Castro, Warren, Torres, Goldman Call on Commerce Department to Address Troubling Increase in Assault Weapons Export Approvals
This week, Congressman Joaquin Castro (TX-20) and Senator Elizabeth Warren (Mass.) and Congresswoman Norma Torres (CA-35) and Congressman Dan Goldman (NY-10) sent a letter to Secretary of Commerce Gina Raimondo, seeking answers on the Department of Commerce’s (Commerce) lackluster oversight of assault weapons exports and its failure to release data on its approvals of these exports. The lawmakers are calling on Commerce to publicly release data on its approvals of assault weapons exports and provide a response to questions laid out in their September 2022 letter about Commerce’s troubling increase of assault weapons export approvals.

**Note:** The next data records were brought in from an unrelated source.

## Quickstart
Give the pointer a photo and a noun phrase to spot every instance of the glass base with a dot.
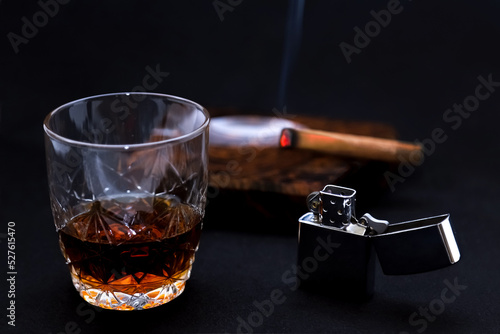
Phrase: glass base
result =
(114, 300)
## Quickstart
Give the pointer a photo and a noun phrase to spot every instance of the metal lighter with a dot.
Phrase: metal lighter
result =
(337, 251)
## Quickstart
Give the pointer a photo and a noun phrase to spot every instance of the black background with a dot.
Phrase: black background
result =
(428, 58)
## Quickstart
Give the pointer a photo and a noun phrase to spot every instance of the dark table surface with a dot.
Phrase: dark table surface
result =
(430, 56)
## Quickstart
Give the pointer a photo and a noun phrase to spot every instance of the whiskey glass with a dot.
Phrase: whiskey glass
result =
(128, 176)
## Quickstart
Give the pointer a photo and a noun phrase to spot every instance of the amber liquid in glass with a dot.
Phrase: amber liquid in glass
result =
(131, 254)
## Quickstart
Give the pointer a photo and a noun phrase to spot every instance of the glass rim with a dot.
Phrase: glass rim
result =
(53, 135)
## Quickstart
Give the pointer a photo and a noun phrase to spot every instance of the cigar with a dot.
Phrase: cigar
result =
(348, 145)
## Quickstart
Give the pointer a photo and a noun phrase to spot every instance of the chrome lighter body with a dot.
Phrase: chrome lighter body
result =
(347, 268)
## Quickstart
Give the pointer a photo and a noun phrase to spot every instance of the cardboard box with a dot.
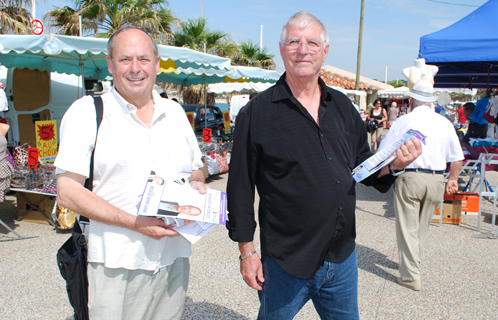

“In March 2020, the Trump administration transferred oversight of [assault weapons exports] from the State Department to Commerce, after which the value of assault weapon export license approvals immediately shot up by roughly 30 percent, profiting gun manufacturers while putting civilians at risk around the world. This problem may be getting worse – yet your Department has not published updated annual data — which will soon be a full year late — or responded to a congressional inquiry. Meanwhile, new reporting indicates that the Department continues to serve as a ‘booster and concierge’ to the firearm industry – promoting exports of deadly weapons that find their way into the hands of terrorists and human rights abusers to be used in brutal killings across the globe,” wrote the lawmakers.
In the letter, the lawmakers note that Commerce has the statutory and regulatory discretion to weigh human rights, crime control, and civil disorder impacts in its evaluation of license applications for assault weapons exports, but it appears not to be fully using this authority. From March 9, 2020, when Commerce took over approvals for these weapons exports, to June 30, 2021, export license approvals for the transferred items, including assault weapons, totaled $15.7 billion, a roughly 30 percent average annualized increase compared to the State Department’s license approvals from 2013-2017. Alarmingly, the State Department reviewed nearly 60,000 more license applications in that five year period than Commerce did from March 2020 to June 2021, meaning that despite reviewing fewer applications, Commerce approved billions of dollars more in exports of these weapons per year than State.
“Assault weapons are clearly being exported with Commerce’s approval and then used to murder civilians abroad, and Commerce owes the public a full accounting of its role. However, you have not responded to a September 2022 congressional letter that sought information about the increased license approvals. You have also delayed for nearly a full year Commerce’s annual publication of updated export and license approval data. Commerce posted its last export and license approval data, covering the period from March 2020 to June 2021, two to four months after the end of the relevant period (between August 4 and October 12, 2021). Yet the Department has still not posted its data for the period from June 2021 to June 2022, over a year after the close of the data reporting period,” continued the lawmakers.
Given their serious concerns, the lawmakers are calling on Commerce to promptly publish its delayed 2021-2022 assault weapons export approval data and respond to their September 2022 letter’s questions by September 19, 2023.
Congressman Castro has led Congressional efforts to prevent the United States from exporting its gun violence crisis. Last Congress, he introduced the Americas Regional Monitoring of Arms Sales (ARMAS) Act, legislation that seeks to disrupt firearm trafficking from the United States to Latin America and the Caribbean by implementing stronger transparency, accountability, and oversight mechanisms for U.S. small arms exports. In July 2022, at a hearing of the House Foreign Affairs Committee, Congressman Castro questioned Alan Estevez, Commerce Undersecretary for Industry and Security about the agency’s lax approach to export controls of military-style weapons, calling the transfer of export oversight from Commerce to State a “giveaway to gun manufacturers.” During the hearing, Congressman Castro expressed concerns that U.S.-made guns are fueling violence and instability in Latin America and emphasized the need to restore Congress’s prerogative to block U.S. arms exports.
Earlier this year, Congressman Castro also requested a federal probe from the Government Accountability Office into illegal firearms trafficking from the United States to the Caribbean.